In additional to whole-building surge protection, IBHS offers the following guidance below. Afterwards, find additional lightning resources available at DisasterSafety.org.

  • Unplug electronic equipment. It is the most reliable means of protecting that equipment from a power surge.

  • Know the important difference between a surge suppressor and a power strip. A power strip plugs into your wall outlet and allows you to plug in multiple electronic devices. However, a power strip does not protect equipment from being damaged by a power spike. A surge protector also gives the user the ability to plug in multiple electronic devices, but it also serves another very important function in that it also protects your electronic devices from a power spike.

  • Connect telephone, cable/satellite TV and network lines to a surge suppressor.

  • Make sure the surge suppressor has an indicator light so you know it is working properly.

  • Ensure the surge suppressor has been tested to UL 1449.

  • Purchase a surge suppressor with a Joule rating of over 1,000. The Joule rating typically ranges from 200 up to several thousand – the higher the number the better.

  • Look for a surge suppressor with a clamping voltage rating (voltage at which the protector will conduct the electricity to ground) between 330 v, which is typical, to 400 v.
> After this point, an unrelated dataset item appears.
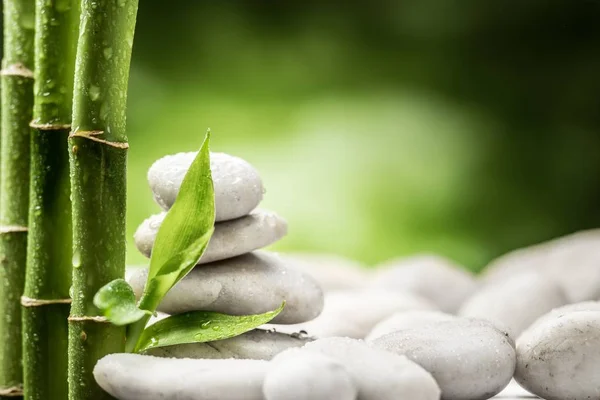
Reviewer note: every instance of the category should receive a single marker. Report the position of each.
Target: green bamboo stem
(46, 300)
(98, 147)
(17, 100)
  • Purchase a surge suppressor with a response time less than 1 nanosecond.

  • Do not cut corners. You don’t want to protect a $1,000 television or computer system with a $10 surge protector, for $25 and up you can provide much better protection

  • Have a licensed electrician or home/building inspector review the power, telephone, electrical and cable/satellite TV connections to your building. Have them check to make sure that you have adequate grounding of the power line connection and your power distribution panel. All of the utilities should enter the structure within 10 feet of the electrical service entrance ground wire and be bonded to that grounding point.